I get in these moods sometimes.
One came upon me recently while I was out on a ride, alone with my thoughts. I had had a couple of bad falls in the past week and it seemed like I kept spilling on the same side, making the same mistakes. I was feeling shaky on the dirt, like I had lost something important but didn’t even know what it was.
I was up close to the top of the Nelson Loop at Hall Ranch. The clouds had rolled in and covered up what had been a beautiful sunny afternoon. I heard thunder in the distance and inside me the weather turned too.
A dark weight settled over me as I sweated and struggled up that climb.
This felt so wrong, because I am supposed to be safe on my bike. I love being on my bike for the same reason I love being on snow and underwater – because in no other places do I feel so close to being perfect.
But for this afternoon all my old fears had come and found me, and I couldn’t outride them. So I didn’t try.
I let the darkness cover me up like a cloud and as I started my descent I didn’t push it harder for the thrill. I rode slowly and with feeling, noticing every detail. Of every rock and contour of the trail. Of every doubt and insecurity in my stomach.
I navigated the twists and turns of the switchbacks and took care to shift weight accordingly, kill speed conservatively, and I imagined myself navigating the twists and turns in my own head in the same way. Carefully, taking my time, not rushing through them. Respecting them and not judging them.
Self-doubt. Turn.
Frustration. Lean.
Look ahead.
I thought about how a trail flows both ways and can have a very different character depending on the way you go, yet it’s still the same trail, with the same rocks and terrain you love some days and hate the next. People are like that too. We’re package deals. At my worst I’m moody, melodramatic, obsessive, and self-absorbed. But on the other side of the coin was passion, empathy, drive and creativity. Like every obstacle on this trail, all of these characteristics would always be with me, and whether that was for better or worse may just depend on which way I was riding that day. There would always be the darkness, but there was so much light too.

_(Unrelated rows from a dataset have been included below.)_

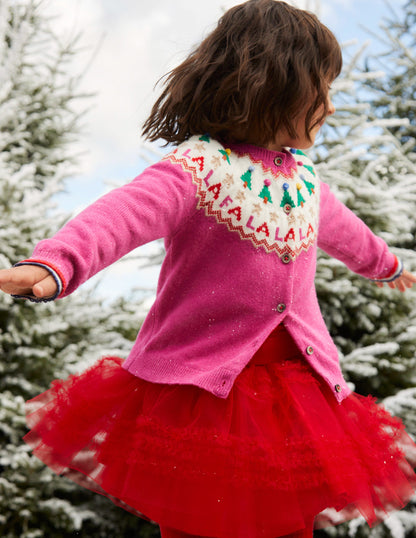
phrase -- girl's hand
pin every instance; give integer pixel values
(28, 280)
(405, 280)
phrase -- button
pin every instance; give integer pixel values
(287, 208)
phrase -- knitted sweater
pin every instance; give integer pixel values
(241, 226)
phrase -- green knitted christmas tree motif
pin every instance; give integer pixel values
(301, 199)
(265, 192)
(310, 186)
(246, 177)
(287, 199)
(294, 151)
(225, 154)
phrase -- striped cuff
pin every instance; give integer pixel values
(394, 274)
(52, 272)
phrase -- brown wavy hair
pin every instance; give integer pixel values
(264, 64)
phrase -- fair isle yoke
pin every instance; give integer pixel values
(276, 209)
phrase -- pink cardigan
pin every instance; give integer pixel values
(241, 226)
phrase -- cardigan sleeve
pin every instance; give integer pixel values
(346, 237)
(152, 206)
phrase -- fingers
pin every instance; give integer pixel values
(27, 279)
(404, 282)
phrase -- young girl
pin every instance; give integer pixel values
(230, 418)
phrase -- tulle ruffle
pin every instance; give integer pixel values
(261, 463)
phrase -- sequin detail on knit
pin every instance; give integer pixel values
(276, 207)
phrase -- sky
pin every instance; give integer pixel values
(126, 46)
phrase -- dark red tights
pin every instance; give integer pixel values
(172, 533)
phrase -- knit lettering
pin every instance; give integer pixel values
(216, 189)
(290, 235)
(235, 211)
(263, 228)
(200, 162)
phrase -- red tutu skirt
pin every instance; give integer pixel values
(261, 463)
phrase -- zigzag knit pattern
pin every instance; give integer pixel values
(276, 209)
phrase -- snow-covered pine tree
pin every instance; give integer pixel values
(41, 342)
(368, 159)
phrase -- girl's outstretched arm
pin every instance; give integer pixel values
(402, 283)
(28, 280)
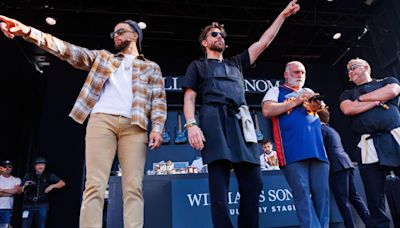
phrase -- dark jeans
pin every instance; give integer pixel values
(249, 183)
(5, 216)
(37, 214)
(374, 179)
(344, 190)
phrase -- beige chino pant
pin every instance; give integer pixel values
(107, 135)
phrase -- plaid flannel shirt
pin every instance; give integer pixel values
(149, 99)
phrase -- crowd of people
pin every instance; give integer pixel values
(35, 187)
(124, 94)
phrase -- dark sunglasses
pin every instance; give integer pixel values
(215, 34)
(353, 67)
(119, 32)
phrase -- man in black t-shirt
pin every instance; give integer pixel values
(36, 186)
(373, 108)
(219, 83)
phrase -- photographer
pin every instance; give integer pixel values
(36, 186)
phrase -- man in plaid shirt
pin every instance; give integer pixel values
(122, 93)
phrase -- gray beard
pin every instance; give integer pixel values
(123, 45)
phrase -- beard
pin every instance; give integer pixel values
(123, 45)
(293, 82)
(218, 47)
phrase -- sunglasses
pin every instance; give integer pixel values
(215, 34)
(353, 67)
(119, 32)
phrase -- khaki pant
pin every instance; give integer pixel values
(106, 135)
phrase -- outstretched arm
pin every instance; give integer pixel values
(12, 28)
(59, 184)
(79, 57)
(258, 47)
(351, 108)
(272, 108)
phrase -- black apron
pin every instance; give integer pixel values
(222, 93)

I think sometimes my family and friends wonder what it is I’m trying to prove with this bike racing stuff. And who knows, maybe they are right. Sometimes, when I am out there doing some six-hour ride on some remote trail where I am in way over my head, lost, struggling, frustrated – sometimes I wonder the same thing. What am I doing out here? What is wrong with me, that I have to make things so hard on myself?
But I know there’s also this. The smile stuck to my face on a long, ripping singletrack descent through the woods. The feeling of cleaning a climb that knocked me off my bike a year ago. The sweet sound of the crowd at the finish line, maybe even people waiting to shout your name, finally audible for the first time after hours of racing in the backcountry. And the way that riding teaches you about life because in so many ways life is like riding a bike. Neither life or riding are always easy, and you know that you wouldn’t have it any other way. Because sometimes you bleed and cry and wonder why you even woke and up tried today. But it just makes it that much more beautiful when you get there.
I still can’t say I 100% understand why I do this stuff. I don’t think it really matters. I do know that I’m a better person because I do.
***
The tires scraped the sandy trail beneath me, and the bike swung below my body like a pendulum. And every turn brought me a little further out of the maze. I rolled through the metal gates of the trailhead onto the safe, wide open, welcome road. The weight was still there but I knew it would not last forever. I relaxed, sat up, and breathed.